Илья вспомнил, как не хотела уезжать Гитл, как мучительно тяжело принимала она это решение, но кто-то же убедил её, кто-то сумел. Уехала семья Петькиного приятеля Аркаши Ресмана, может быть, ещё одна или две семьи из их двора. А остальные остались. Остались, значит погибли. Илья впервые подумал, что погиб весь их двор, весь мир, в котором он жил и рос, в котором прошло его детство. Дома, наверное, стоят, а людей нет…
Зря они начали этот разговор. Время задавать вопросы ещё не пришло. Потом, потом, после войны, когда бы она ни закончилась — через пятнадцать или через двадцать лет. Эта война надолго, может быть, на всю жизнь. Но ответы он станет искать не раньше, чем закончится война, а сейчас они ничего не меняют, они ему не нужны.

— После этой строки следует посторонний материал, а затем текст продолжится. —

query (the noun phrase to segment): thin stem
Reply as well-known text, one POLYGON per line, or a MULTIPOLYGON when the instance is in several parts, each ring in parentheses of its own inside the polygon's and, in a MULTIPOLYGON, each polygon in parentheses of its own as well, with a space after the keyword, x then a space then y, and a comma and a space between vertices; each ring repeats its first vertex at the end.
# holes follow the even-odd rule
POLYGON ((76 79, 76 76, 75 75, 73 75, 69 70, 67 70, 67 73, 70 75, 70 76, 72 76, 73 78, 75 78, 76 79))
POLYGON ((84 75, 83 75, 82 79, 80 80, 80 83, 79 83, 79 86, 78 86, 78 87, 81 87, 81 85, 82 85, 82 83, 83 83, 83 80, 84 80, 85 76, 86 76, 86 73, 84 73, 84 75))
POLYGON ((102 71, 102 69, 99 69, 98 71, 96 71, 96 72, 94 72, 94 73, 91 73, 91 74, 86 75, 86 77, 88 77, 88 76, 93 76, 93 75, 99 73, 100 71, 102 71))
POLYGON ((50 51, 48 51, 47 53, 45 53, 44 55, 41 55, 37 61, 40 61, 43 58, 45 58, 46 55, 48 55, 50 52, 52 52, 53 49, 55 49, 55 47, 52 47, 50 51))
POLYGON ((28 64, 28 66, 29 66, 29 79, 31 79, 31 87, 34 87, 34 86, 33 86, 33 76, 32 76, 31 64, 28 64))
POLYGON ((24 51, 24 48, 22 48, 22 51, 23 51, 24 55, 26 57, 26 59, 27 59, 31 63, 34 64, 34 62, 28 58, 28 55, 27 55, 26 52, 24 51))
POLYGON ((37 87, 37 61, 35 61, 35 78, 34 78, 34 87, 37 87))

Илья попросил Наталку разбудить его рано утром. Он не стал ни о чём договариваться с неСавченко. Понятно было, что тот останется, а надолго ли, пусть сам думает. Илья ничего не желал об этом знать. Он уже решил, что пойдёт на восток и в Полтаву заходить не станет, нечего ему там делать. Только одежду нужно сменить, вот что сейчас важно. Чем ближе к фронту, тем опаснее оставаться в красноармейской форме.
Илья вышел задолго до рассвета, незамеченным спустился к реке и той же тропой, которой провёл его неСавченко, вернулся на шоссе. Когда позднее солнце поднялось над затянувшим горизонт серым туманом, Новая Диканька оставалась далеко позади. Вдоль дороги опять тянулись чёрные поля, пустые и пустынные. Илья шёл быстро, только теперь, на шоссе, он почувствовал, как важны были для него эти сутки. Если так отдыхать хотя бы раз в три-четыре дня, то за три недели он нагонит фронт. Но и три недели в немецком тылу — срок огромный.
Долгое время тишину полей нарушал только шум редких машин, грохотавших по шоссе, но вдруг где-то совсем близко раздался короткий раздражённый гудок паровоза. И тут же с полей, словно ждали этого сигнала, сорвались вороны. Сотни, тысячи ворон поднялись в воздух, сбились в одну огромную стаю и затянули густой, трепещущей сетью синее утреннее небо. Подсвеченные низким солнцем, они казались стальными, и несли они беду и смерть. Илья на минуту остановился, захваченный этим зрелищем, а когда вновь посмотрел на дорогу, к нему уже подъезжал мотоцикл фельджандармерии с двумя полицейскими.